"Sebenarnya... Prince sakit apa Dok? Kenapa harus menemui dokter setiap satu bulan sekali?"
"Gangguan kepribadian karena trauma masa kecil. Mood nya bisa berubah-ubah secara signifikan dan tidak bisa ditebak. Jadi, jangan kaget semisal kamu nanti mendapati kepribadian Prince tiba-tiba berbeda."
"Bahaya nggak Dok?"
"Bahaya. Gangguan ini disebut Borderline Personility Disorder atau biasa disebut BPD. Jika pribadi lain itu muncul, Prince akan cenderung melukai diri sendiri atau pada taraf terparah akan melakukan percobaan bunuh diri. Dia juga akan mengalami amnesia jarak pendek, jadi tidak akan mengenal orang-orang di sekitarnya termasuk kamu."

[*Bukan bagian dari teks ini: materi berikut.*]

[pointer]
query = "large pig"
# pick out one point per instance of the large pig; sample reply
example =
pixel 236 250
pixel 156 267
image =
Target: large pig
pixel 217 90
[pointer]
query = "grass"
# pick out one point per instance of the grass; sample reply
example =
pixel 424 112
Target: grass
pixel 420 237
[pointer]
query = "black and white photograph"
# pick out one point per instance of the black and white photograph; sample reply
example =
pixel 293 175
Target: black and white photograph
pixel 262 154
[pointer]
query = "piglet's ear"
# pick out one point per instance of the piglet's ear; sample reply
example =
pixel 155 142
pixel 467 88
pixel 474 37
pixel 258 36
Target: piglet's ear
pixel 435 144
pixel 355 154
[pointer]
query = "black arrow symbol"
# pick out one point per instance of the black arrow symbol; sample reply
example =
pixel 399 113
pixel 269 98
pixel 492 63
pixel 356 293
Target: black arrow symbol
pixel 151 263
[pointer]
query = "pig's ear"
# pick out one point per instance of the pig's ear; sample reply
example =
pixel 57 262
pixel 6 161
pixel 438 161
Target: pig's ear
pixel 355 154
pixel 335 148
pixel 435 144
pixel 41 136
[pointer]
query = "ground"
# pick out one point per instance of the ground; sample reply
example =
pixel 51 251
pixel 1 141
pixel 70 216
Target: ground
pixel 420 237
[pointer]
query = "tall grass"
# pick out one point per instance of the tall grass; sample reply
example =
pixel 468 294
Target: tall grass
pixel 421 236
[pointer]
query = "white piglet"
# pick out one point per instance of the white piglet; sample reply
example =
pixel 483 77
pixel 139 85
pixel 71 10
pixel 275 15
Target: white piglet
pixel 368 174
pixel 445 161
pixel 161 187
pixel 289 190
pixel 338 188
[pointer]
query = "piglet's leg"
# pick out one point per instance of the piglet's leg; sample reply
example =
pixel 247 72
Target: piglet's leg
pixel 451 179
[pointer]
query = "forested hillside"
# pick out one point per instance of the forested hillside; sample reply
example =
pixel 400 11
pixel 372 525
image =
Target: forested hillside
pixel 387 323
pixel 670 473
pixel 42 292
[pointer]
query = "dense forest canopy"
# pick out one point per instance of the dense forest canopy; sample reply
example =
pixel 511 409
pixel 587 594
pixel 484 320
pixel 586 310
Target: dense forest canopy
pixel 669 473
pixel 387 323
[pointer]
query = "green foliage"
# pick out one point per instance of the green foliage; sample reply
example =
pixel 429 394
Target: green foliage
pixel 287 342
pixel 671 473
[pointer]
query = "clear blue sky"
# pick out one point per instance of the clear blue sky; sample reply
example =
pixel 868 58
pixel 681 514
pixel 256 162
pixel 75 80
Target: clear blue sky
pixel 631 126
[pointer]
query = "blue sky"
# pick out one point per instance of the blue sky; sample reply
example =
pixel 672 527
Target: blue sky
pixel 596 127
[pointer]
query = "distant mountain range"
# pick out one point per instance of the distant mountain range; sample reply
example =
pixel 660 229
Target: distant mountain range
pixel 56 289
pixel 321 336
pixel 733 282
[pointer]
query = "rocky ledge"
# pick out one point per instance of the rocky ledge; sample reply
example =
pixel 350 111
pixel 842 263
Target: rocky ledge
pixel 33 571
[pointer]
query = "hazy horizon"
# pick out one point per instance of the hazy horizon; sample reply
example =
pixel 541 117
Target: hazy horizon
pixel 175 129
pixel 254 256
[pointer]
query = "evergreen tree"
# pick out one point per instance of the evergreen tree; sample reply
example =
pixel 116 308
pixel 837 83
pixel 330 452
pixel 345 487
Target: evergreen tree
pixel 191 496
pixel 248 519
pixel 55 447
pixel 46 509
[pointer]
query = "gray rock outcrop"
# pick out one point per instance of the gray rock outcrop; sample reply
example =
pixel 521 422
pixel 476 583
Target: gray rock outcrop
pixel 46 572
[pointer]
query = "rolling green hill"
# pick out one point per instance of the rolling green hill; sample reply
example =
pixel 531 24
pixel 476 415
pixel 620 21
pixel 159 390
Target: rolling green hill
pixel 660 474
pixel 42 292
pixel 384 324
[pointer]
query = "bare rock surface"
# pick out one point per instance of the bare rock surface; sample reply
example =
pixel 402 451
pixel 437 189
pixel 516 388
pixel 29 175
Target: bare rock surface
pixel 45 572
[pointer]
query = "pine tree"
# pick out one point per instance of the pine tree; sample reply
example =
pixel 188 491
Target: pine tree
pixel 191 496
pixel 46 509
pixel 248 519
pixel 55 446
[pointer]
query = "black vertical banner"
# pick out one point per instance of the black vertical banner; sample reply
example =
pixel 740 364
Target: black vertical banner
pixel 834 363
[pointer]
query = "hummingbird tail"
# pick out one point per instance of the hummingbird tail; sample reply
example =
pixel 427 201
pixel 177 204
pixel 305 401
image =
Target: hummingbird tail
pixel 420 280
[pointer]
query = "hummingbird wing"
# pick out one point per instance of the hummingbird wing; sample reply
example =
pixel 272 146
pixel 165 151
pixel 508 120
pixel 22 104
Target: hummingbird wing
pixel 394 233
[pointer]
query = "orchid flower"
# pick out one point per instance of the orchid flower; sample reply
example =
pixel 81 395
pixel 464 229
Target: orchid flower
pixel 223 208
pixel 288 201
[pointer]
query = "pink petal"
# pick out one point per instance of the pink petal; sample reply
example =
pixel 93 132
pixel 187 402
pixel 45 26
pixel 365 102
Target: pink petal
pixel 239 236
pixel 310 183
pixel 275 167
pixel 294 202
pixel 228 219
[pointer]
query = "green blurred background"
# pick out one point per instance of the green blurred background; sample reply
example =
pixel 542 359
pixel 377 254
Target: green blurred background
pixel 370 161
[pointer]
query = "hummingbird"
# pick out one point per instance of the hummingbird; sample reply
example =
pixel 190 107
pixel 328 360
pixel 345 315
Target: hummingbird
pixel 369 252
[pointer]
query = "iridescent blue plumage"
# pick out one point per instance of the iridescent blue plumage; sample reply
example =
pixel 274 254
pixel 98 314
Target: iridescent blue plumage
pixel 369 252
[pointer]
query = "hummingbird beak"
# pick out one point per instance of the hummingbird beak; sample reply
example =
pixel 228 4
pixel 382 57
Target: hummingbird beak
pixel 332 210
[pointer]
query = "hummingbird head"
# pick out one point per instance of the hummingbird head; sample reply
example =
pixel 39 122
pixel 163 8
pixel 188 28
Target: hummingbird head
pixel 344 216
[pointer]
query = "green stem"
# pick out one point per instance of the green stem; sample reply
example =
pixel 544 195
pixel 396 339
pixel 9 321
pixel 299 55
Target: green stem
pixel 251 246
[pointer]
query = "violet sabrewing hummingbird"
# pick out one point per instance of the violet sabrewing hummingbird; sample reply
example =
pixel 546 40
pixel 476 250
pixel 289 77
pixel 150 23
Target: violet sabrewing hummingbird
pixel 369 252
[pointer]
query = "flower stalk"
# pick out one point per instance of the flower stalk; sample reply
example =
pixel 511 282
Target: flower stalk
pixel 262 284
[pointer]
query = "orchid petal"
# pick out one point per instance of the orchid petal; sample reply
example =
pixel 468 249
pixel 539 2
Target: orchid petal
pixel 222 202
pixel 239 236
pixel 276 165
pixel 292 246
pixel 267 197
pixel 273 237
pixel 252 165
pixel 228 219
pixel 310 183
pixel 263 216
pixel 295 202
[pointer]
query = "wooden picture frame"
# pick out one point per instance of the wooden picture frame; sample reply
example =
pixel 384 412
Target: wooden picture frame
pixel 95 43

"Bisa disembuhkan 'kan Dok?"
"Tidak bisa. Konsumsi obat-obatan dan kontrol psikiater itu hanya untuk membantu menghindari kemunculan pribadi lain itu saja. Yang dibutuhkan Prince saat ini hanyalah dukungan orang-orang di sekitarnya. Saya sarankan agar untuk mengontrol obat-obatan Prince agar Prince meminumnya tepat waktu. Jika kondisi suasana hatinya sedang tidak baik, bisa memicu pribadi lain itu muncul dan membahayakan jiwanya."
Ezra yang tengah menyetir mobil menuju jalan pulang seusai mengantarkan Prince kontrol dari rumah sakit terngiang-ngiang dengan penjelasan dokter yang memeriksa Prince tadi. Prince yang menyadari sikap Ezra yang mendadak berubah menegurnya sembari mengemut permen kaki.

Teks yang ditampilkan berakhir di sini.